Of all pop culture categories, I am probably the least knowledgeable in music. Music wasn’t really nostalgic to me up until like ten years ago. I listened to mostly country music when I was a teenager and didn’t start listening to other genres until I was well into my 20s. I have since developed my music taste, but I still have a long ways to go compared to the average person. So now that I can finally name more than five bands, let’s compare two of my favorites: Cold War Kids and Florence + The Machine.
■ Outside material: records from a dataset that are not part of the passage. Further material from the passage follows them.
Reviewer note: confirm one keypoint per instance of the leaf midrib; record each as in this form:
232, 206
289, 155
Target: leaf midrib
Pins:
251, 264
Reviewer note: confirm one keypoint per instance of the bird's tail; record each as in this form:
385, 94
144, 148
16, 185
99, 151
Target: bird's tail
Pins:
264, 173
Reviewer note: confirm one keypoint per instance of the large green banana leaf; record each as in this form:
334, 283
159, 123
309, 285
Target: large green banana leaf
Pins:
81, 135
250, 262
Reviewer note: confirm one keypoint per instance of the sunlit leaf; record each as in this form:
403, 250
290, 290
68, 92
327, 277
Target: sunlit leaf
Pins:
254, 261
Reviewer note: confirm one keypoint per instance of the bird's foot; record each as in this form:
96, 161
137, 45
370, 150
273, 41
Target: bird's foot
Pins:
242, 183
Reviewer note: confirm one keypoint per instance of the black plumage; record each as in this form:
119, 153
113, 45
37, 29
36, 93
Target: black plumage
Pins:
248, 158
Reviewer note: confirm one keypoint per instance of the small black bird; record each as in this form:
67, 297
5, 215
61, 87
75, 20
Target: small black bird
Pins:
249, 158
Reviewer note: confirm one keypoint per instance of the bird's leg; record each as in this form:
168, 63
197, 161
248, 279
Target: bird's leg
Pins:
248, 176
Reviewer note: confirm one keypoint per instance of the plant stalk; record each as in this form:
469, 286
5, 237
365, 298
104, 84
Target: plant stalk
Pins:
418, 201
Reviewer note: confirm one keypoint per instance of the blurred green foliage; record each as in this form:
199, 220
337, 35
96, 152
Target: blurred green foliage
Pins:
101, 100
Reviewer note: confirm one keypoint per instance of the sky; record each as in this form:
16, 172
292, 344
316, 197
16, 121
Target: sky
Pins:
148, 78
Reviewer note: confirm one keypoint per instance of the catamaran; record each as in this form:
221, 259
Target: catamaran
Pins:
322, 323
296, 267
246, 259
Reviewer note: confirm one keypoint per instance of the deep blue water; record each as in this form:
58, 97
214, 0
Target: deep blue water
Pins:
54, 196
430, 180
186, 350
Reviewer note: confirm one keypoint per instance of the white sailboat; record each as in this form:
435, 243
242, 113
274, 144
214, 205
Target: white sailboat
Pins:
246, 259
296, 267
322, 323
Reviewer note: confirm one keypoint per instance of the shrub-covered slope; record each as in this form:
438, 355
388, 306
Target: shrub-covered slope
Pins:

I’ve been listening to both bands for several years now. I, of course, don’t remember which band I heard first or when I first heard of either of them’ My whole relationship has been one big blur. I’m surprised when I can even name one song by a well-known artist.

Cold War Kids is a mixture of rock, blues and soul. They have a down-to-earth sound to them that takes me back to a simpler time. It’s a similar feeling I get whenever I listen to Michelle Branch. It makes me forget about life for a moment.

A lot of their songs can be intense, but they’re still easy to listen to. You can’t help but be drawn in.

Florence + The Machine is a pop band that has a diverse sound. They range from the simple to the intense. You can see how completely different these two songs are. One is a cute song about the dynamics of a relationship. The other one is an intense spiritual journey.

You can also see how much they have changed over the years. It’s like they’re two completely different bands.

Oddly enough, I found out Florence + The Machine did a cover of a Cold War Kids song. My first reaction was “Huh. That’s interesting.” Cold War Kids isn’t a bad that gets covered a lot, so it was refreshing to see.

I, myself, prefer the original version because I like how the extra instrumentals and lyrics add to the depth and character of the song. It just doesn’t have the same feeling to me as an acoustic song. Plus, I much prefer the piano over the guitar.

It’s difficult to say which artist is better because they’re of different genres and they each have their own style and identity. There is no question in my mind which, to me, is the most nostalgic, and that’s Cold War Kids. Hey, when something reminds you of Michelle Branch, it’s difficult not to go with it.